# String Theory, Texas-style

So what made it into the suitcase?

The Moth Wings Shrug, the Cool Wave Shawl, AND the Dahlia Shawl (the Sera Lace Top hopped in the suitcase as an FO).

Just before I left, I decided to change up the yarn for the Dahlia Shawl—I wasn't loving the way the color-change lace was playing out. So I rummaged through my stash and came up with some lovely pink Zephyr, a wool/silk blend. There was just one glitch: Long ago, I was working on a project with this yarn that called for doubling the yarn, so I wound two plies together into a big yarn muffin. Very efficient—at the time. But for the Dahlia, I need a single strand of the yarn. What to do?

Shove it in the suitcase and figure it out later.

On my second day in Texas, I headed to San Antonio to visit with Linda Permann. While at her LYS, Yarnivore, I pulled out my double-strand yarn muffin and said, "Hey, Linda, what do you think is the best way to turn this into two balls of yarn?" She eyeballed it warily. Then, even though it was her birthday, she agreed to help out.

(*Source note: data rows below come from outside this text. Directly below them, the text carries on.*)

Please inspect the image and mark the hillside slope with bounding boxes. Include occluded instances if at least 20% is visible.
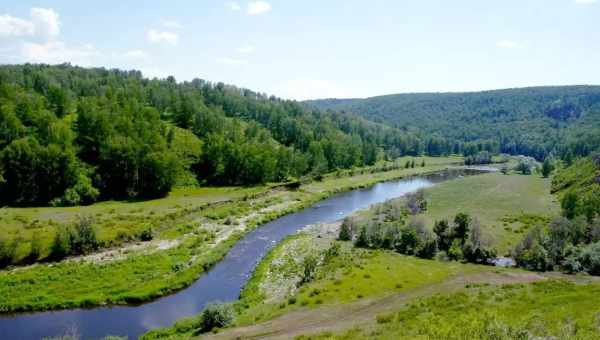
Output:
[306,86,600,159]
[0,64,422,206]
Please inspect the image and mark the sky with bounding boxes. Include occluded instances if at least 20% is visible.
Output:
[0,0,600,100]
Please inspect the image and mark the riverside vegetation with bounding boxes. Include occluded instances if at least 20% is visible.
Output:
[0,157,461,312]
[0,64,600,339]
[146,155,600,339]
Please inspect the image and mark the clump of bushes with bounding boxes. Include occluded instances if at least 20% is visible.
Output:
[49,216,100,260]
[199,303,235,333]
[513,216,600,275]
[338,213,496,264]
[465,151,492,165]
[0,235,17,268]
[515,156,537,175]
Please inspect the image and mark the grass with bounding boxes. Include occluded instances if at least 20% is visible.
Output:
[298,280,600,339]
[0,157,458,312]
[236,234,485,325]
[394,173,560,255]
[0,186,269,261]
[0,231,239,313]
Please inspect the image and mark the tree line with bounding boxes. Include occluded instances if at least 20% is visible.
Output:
[308,86,600,161]
[513,155,600,275]
[338,190,496,264]
[0,64,433,206]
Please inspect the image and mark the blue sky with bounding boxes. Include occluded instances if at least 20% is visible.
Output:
[0,0,600,99]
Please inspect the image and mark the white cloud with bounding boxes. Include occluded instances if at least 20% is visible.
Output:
[0,8,100,66]
[0,8,60,41]
[161,20,183,29]
[217,58,248,66]
[146,29,179,45]
[496,40,523,49]
[276,77,348,100]
[0,14,35,37]
[247,1,271,15]
[30,8,60,39]
[123,50,148,59]
[236,44,254,54]
[20,41,100,66]
[227,1,242,11]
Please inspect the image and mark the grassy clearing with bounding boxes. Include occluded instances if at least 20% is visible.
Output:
[0,157,457,312]
[236,233,485,325]
[359,173,560,255]
[423,173,560,254]
[298,280,600,339]
[0,186,269,259]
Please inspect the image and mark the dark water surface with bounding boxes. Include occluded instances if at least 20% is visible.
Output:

In theory, the task seemed simple enough: turn one big double-stranded yarn ball into two single-strand balls.

In practice, we had to wrangle a whole lot of pent-up twist in the yarn. Our initial attempts were fumbly at best. I daresay that when we set out on the venture, neither of us figured that we would actually get to the end of the task that afternoon.

But then, it became something of a challenge. And eventually, we hit upon a method that worked.

We stirred up a complex cocktail of the laws of physics and mathematics, involving triangulation, angular velocity, tension calculation and a time-space-continuum warp. We employed two yarn bras to embrace the evolving balls of yarn while we released the twist in a method that looked something like the retro Clackers toy, except the balls wound around each other rather than smacking each other.

Call it our version of string theory.

Over the course of an hour, three LYS employees alternated winding a ball between teaching lessons, fetching yarns, and ringing up customers. Customers were alternately amused and bemused—hard to tell which emotion was stronger for the customers who had to do the limbo to get out of the store (did I mention that we had this whole enterprise set up right at the front of the store?)

And, finally, we had two balls of yarn.

I regret to say that there are no photos or videos.

I (heart) Yarnivore.

When you get a chance, stop by your own LYS to thank the folks there for the many ways they make it easier for you to get to the important business of crocheting.